Foi uma autêntica maratona para tirar os 247 doentes internados nos últimos pisos do Hospital de S. José. O trabalho foi dado como concluído pelo Exército em menos de 24 horas, depois de o hospital ter recebido a visita do ministro da Saúde e do Presidente do Conselho, Marcello Caetano. À frente dos Hospitais Civis de Lisboa estava na altura o médico Carlos George, pai de Francisco George, que correu para o hospital mal sentiu o abalo.
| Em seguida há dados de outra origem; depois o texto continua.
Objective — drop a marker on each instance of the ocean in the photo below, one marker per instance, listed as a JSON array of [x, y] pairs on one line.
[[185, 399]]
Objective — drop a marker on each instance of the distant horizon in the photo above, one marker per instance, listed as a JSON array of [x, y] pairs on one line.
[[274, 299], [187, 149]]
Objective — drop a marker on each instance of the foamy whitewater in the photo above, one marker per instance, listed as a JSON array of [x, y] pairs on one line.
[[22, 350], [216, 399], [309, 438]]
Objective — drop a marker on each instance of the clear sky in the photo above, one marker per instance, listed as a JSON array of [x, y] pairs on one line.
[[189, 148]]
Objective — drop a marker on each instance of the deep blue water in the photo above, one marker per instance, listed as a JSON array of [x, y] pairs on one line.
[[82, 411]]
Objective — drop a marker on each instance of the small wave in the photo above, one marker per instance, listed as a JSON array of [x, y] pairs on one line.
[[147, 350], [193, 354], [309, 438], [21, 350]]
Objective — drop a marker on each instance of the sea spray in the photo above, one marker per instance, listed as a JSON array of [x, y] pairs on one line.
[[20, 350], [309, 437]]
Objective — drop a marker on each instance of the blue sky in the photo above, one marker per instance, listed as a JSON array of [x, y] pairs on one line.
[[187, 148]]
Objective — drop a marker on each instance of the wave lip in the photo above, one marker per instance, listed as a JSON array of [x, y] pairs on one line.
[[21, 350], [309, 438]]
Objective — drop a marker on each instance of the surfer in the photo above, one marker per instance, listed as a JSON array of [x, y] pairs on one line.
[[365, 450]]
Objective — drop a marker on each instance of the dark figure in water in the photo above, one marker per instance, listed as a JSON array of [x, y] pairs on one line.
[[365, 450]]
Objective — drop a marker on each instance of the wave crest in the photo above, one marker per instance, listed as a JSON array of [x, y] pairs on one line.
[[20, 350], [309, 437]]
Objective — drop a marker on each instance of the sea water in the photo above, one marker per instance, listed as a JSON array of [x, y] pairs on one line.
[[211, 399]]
O antigo diretor geral da Saúde tem uma memória viva daquela madrugada. “Vivíamos na rua Coelho da Rocha, em Campo de Ourique. Acordei repentinamente, fui ao quarto dos meus pais e o meu pai já não estava. A minha mãe virou-se para mim e disse ‘o teu pai saiu a correr, começou logo a dizer ai o hospital de S. José, se aquilo me cai’”, lembrou ao i. A transferência dos doentes para instalações mais seguras já estava prevista, mas naquela noite tornou-se incontornável. “Foi uma operação de emergência para proteger os doentes. Na altura não havia comunicações móveis, só mais tarde soubemos pela rádio que o Presidente do Conselho ia ao hospital. O meu pai ao jantar contou-me que tinha sido uma conversa apimentada: o hospital era muito antigo, era preciso desencadear obras, o orçamento do país estava todo concentrado na guerra colonial e o meu pai insistiu que era preciso injetar dinheiro na conservação e manutenção dos Hospitais Civis de Lisboa. Marcello Caetano sabia que o meu pai estava ligado à oposição, mas também sabia que podia contar com a inteira dedicação e lealdade dele.” E as obras? “Foram feitas, não com a pujança que deviam ter sido. Ainda hoje o principal pavilhão do Curry Cabral, que era o Hospital do Rego, está abandonado.” À época, os doentes foram transferidos para este hospital, o que implicou um esforço de adaptação em pouco tempo, com mudanças em 900 camas. Francisco George recorda as réplicas, que naqueles dias davam a impressão de que os candeeiros da rua estavam sempre a tremer. “Ficou essa marca psicológica em muitos lisboetas e a verdade é que, no caso concreto da minha família, a dedicação do meu pai ao interesse público tornou-se ainda mais clara.” 

O navio no epicentro

Estavam de regresso a casa naquela que era a sua primeira viagem na marinha mercante. “Tinha 21 anos, era como se costuma dizer um maçarico”, lembra ao i o comandante João Cadaval Rocha, na altura 3.º piloto do navio “Manuel Alfredo” da marinha mercante. O resto é história: quando se deu o sismo de 1969, a embarcação portuguesa estava praticamente em cima da zona do epicentro.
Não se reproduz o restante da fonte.